Rosen, who spent a year in the D.C. lockup, advocates for the Fresh Starts Act, which would reform food service in the D.C. Department of Corrections. Though the D.C. jail pays $6.5 million a year to Aramark, Rosen writes, the results are generally unhealthy: “Typical meals at DC’s jails consist primarily of refined carbohydrates, which are known to promote poor health outcomes such as diabetes and can lead to a lifelong sentence of diet-related diseases. Excessively starchy meals are complemented by unidentifiable processed meat patties; endless unseasoned, undercooked beans; and overreliance on ultra-processed, unseasoned, soybean-based “textured vegetable protein.”
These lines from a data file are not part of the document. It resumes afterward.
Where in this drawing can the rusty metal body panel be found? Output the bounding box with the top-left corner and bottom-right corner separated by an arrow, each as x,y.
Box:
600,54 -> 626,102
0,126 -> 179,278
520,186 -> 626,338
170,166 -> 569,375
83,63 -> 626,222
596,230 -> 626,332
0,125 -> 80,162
Also, as with other correctional kitchens, inspection standards aren’t the same, which can lead to unsanitary conditions and contamination with rodents and pests. In D.C., the DOC kitchens aren’t subject to the same health regulations governing other food service providers citywide. In fact, the CDC notes that people who are incarcerated are at increased risk for foodborne disease outbreaks and cites a study that found that people in jails and prisons “experienced six times more outbreak-associated foodborne illnesses (per 100,000 people) during 1998–2014 than people who are not incarcerated.”
Poor correctional food has sometimes been equated as a part of the penalty that people pay for ending up behind bars, as Impact/Justice concluded in it six-part report published in 2020, Ending the Hidden Punishment of Food in Prison. Public-health experts argue that prisons can play a role in promoting health and wellbeing in their communities by helping those in custody to develop healthy eating patterns. Rosen goes even further. “It’s counterproductive to compound their sentences with dietary neglect if public safety is our goal,” he writes.